Почему не старая? Почему не замужем? Почему детей нет? Ладно, но на передачу все равно не приду.
Сжалось тут сердце азербайджанское от собственного производства «оперы мыльной», разорвал он сценарий в порыве глубочайшего душевного потрясения, да и выдал мне номер телефона сестрицы моей единокровной – не толстой, не старой, не скучной и вообще – не, не, не.

Только вот про родственников наших Ийка тоже не слишком в курсе. Однако на мой извечный вопрос, есть ли у нас в роду евреи, сестра отвечает вопросом:
- Знаю, - говорит, – что прадед наш в Киеве – до революции цирюльником был. Как думаешь, он был хохол?
Пытаюсь представить. Перед глазами возникает маленькая парикмахерская на Крещатике.
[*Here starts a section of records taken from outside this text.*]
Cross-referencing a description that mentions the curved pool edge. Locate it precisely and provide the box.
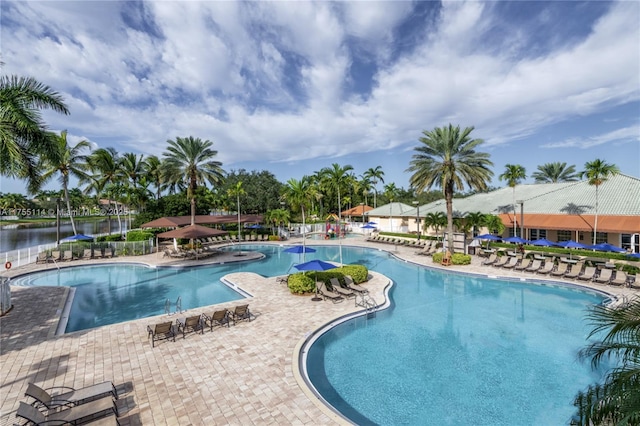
[291,271,394,425]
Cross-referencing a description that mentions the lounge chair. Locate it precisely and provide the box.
[538,258,556,275]
[493,256,509,268]
[229,305,251,324]
[24,381,118,410]
[316,281,344,303]
[176,315,204,339]
[329,278,356,299]
[481,253,498,266]
[550,262,569,277]
[502,256,520,269]
[576,266,596,281]
[344,275,369,294]
[609,271,628,285]
[203,309,231,331]
[524,259,542,272]
[147,321,176,347]
[16,396,118,425]
[564,262,584,279]
[513,259,531,271]
[593,268,613,284]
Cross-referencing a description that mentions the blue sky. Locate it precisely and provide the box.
[0,1,640,192]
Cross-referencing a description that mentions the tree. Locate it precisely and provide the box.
[498,164,527,238]
[407,124,493,255]
[282,176,312,259]
[0,76,69,193]
[363,166,384,208]
[531,162,579,183]
[162,136,224,198]
[580,159,620,245]
[571,297,640,426]
[42,130,91,235]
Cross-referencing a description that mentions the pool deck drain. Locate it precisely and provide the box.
[0,238,637,426]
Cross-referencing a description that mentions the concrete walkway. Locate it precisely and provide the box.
[0,238,636,425]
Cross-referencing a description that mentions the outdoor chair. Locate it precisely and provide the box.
[524,259,542,272]
[564,262,584,279]
[344,275,369,294]
[550,262,569,277]
[24,381,118,410]
[481,253,498,266]
[176,315,204,339]
[609,271,628,285]
[316,281,344,303]
[576,266,596,281]
[147,321,176,347]
[513,259,531,271]
[329,278,356,299]
[203,309,231,331]
[593,268,613,284]
[16,396,118,425]
[230,305,251,324]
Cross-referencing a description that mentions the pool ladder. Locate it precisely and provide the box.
[164,296,182,315]
[354,293,378,319]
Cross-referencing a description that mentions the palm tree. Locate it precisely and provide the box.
[81,147,125,235]
[498,164,527,238]
[282,176,313,261]
[229,181,247,241]
[0,75,69,193]
[531,162,579,183]
[42,130,91,235]
[571,297,640,426]
[363,166,384,208]
[580,159,620,245]
[162,136,224,198]
[407,124,493,255]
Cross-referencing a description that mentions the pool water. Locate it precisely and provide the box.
[12,245,603,425]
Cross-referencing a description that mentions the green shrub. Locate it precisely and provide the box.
[127,230,154,241]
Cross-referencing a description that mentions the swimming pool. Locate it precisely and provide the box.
[12,245,603,425]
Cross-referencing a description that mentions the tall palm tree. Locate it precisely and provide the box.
[498,164,527,238]
[531,162,579,183]
[227,180,247,241]
[363,166,384,208]
[42,130,91,235]
[0,75,69,193]
[407,124,493,255]
[571,297,640,426]
[162,136,224,198]
[81,147,125,235]
[580,159,620,245]
[282,176,313,261]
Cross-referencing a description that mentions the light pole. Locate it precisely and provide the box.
[413,200,420,241]
[516,200,524,238]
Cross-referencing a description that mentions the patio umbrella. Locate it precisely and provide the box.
[294,259,336,302]
[589,243,626,253]
[530,238,558,247]
[502,236,529,244]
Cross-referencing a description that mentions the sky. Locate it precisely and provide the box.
[0,0,640,193]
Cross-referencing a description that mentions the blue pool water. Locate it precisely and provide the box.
[12,245,603,425]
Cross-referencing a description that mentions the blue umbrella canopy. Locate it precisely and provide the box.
[589,243,626,253]
[474,234,502,241]
[60,234,93,241]
[530,238,558,247]
[558,240,589,249]
[502,236,529,244]
[284,246,316,253]
[294,259,337,271]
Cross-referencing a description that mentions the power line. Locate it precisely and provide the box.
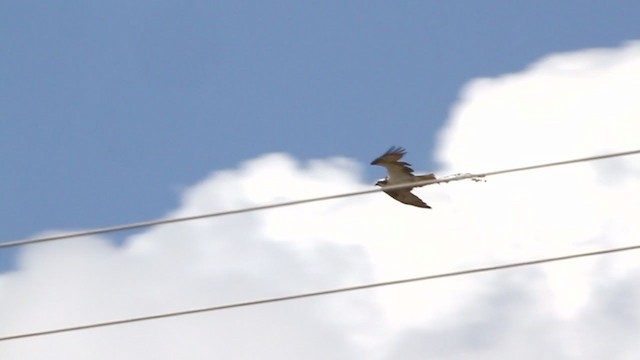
[0,149,640,249]
[5,240,640,341]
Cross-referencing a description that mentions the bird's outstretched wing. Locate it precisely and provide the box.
[371,146,413,177]
[383,189,431,209]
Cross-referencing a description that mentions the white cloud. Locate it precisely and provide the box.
[0,43,640,359]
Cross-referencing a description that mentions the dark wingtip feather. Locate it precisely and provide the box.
[383,146,407,156]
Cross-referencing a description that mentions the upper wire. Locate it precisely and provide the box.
[0,149,640,249]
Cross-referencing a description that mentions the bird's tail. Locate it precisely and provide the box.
[414,174,436,186]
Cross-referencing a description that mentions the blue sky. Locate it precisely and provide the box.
[0,1,640,262]
[0,1,640,360]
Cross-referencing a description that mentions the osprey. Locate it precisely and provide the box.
[371,146,436,209]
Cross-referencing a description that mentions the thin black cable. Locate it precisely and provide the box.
[0,245,640,342]
[0,150,640,249]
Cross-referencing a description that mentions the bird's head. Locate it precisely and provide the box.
[376,178,389,186]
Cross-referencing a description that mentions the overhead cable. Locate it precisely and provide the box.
[0,240,640,342]
[0,149,640,249]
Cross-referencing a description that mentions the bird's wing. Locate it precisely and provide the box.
[384,189,431,209]
[371,146,413,177]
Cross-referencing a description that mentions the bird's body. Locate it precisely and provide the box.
[371,146,436,209]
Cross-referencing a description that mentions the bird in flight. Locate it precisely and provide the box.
[371,146,436,209]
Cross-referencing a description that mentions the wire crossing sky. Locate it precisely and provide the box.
[0,240,640,341]
[0,149,640,249]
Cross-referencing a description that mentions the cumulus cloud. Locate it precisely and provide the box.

В Киеве весна, и яркое солнце отражается в огромном окне-витрине с надписью «Перукарня». Что происходит внутри никак не разглядеть, нужно лбом прислониться к стеклу и прикрыться ладошками от лучей, чтобы от стекла в глаза не отсвечивало. Прислоняюсь. В зале чисто, уютно. Перед зеркалом в полуобморочном состоянии сидит клиент и жалобно озирается по сторонам. Его руки привязаны к подлокотникам кресла, а ноги стянуты в щиколотках красочными веревочными подпоясками. Такое впечатление, что бриться и подстригаться по доброй воле клиент не желал. В центре зала стоит бочка с пивом, а верхом на ней, время от времени плотоядно ухмыляясь и покручивая длинный ус, сидит Тарас Бульба, саблю турецкую точит.
Нет, что-то не вяжется у меня с дедом-хохлом-парикмахером в дореволюционном Киеве. Ерунда какая-то получается.
- А еще, - говорит сестра, - фамилия наша переписана на русский язык с ошибкой. Были такие Кутайсовы некогда, что «осели» в Прибалтике. Правда, очень давно. Так вот их после революции, когда с латиницы в кириллицу переписывали, как это часто в те времена случалось, – букву «у», которая на самом деле «u», прочитали как «и». Тогда и появились Китасовы первые. А Кутайсовы, понятное дело, от татарского племени на Руси.
Вот вам и вся родословная - хохлы, татары, дед-цирюльник из дореволюционного Киева и пензенские крепостные – русские без всяких там примесей. Короче – «на собаку-водолаза и на всех овчарок сразу». Безотцовщина – моя национальность. Гордись, Русь! – вырастила что-то, вовек не разберешь. Только одно пытанье к тебе у меня – а в «пятую графу» мне чего нарисовать, если снова введут, как народ требует? И чего им неймется, горемычным, есть же в метрике запись, неужто мало?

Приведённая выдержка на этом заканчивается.